Authentication & Security

  • Authentication providers extend BaseAuthProvider, BaseOAuth1Provider, or BaseOAuth2Provider under /inc/Core/OAuth/; concrete providers live next to their handlers in core or extension plugins.
  • OAuth handlers (OAuth1Handler, OAuth2Handler) standardize callback handling, nonce validation, and credential storage.
  • Capability checks (manage_options) and WordPress nonces guard REST endpoints; inputs run through sanitize_* helpers before hitting services.
  • Multi-agent permissions: PermissionHelper handles agent-level access checks via resolve_scoped_agent_id(), can_access_agent(), and owns_agent_resource().
  • HttpClient centralizes outbound HTTP requests with consistent headers, browser-mode simulation, timeout control, and logging via datamachine_log.

Scheduling & Jobs

  • Action Scheduler drives scheduled flow execution while REST endpoints handle immediate runs.
  • Flow schedules support manual runs, one-time execution, and recurring intervals (from 5 minutes to weekly). See Scheduling Intervals for available options.
  • System task scheduling: DailyMemoryTask and other system tasks run on cron schedules via Action Scheduler.
  • Batch execution: Jobs support parent-child relationships via parent_job_id for processing multiple items in coordinated batches.
  • Job abilities and repositories update statuses, emit extensibility actions (datamachine_update_job_status), and link jobs to logs and processed items for auditing.

Admin Interface

  • React-First Architecture: Admin pages are React apps built with @wordpress/components and TanStack Query for server state.
  • Client UI state: The Pipelines page uses a small Zustand store for UI state (pipeline selection, modals, chat sidebar).

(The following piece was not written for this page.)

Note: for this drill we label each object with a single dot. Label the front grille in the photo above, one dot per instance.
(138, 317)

Other pages may use local React state.
  • Pipeline Builder: Visual pipeline/flow configuration with modal-driven step and handler settings.
  • Job Management: React dashboard for job history with server-driven pagination and admin cleanup modal.
  • Logs Interface: React logs viewer with filtering controls and REST-backed content loading.
  • Integrated Chat: Collapsible sidebar for context-aware pipeline automation and AI-driven workflow assistance, using specialized tools to manage the entire ecosystem.
  • Agent Management: Agent creation, configuration, and access control UI.

Key Capabilities

  • Multi-agent support with isolated identity, memory, and resources per agent on a single WordPress installation.
  • Multi-platform publishing via core fetch/publish/upsert handlers for files, RSS, email, and WordPress, plus extension-provided handlers for social, business, and event destinations.
  • Daily memory system for automatic temporal knowledge management with AI-driven pruning.
  • System tasks for background AI operations (image generation, alt text, internal linking, meta descriptions) with undo support.
  • Extension points through filters such as datamachine_handlers, datamachine_tools, datamachine_step_types, datamachine_auth_providers, and datamachine_engine_data.
  • Directive orchestration ensures every AI request is context-aware, tool-enabled, and consistent with site policies.
  • Chartable logging, deduplication, and error handling keep operators informed about job outcomes and prevent duplicate processing.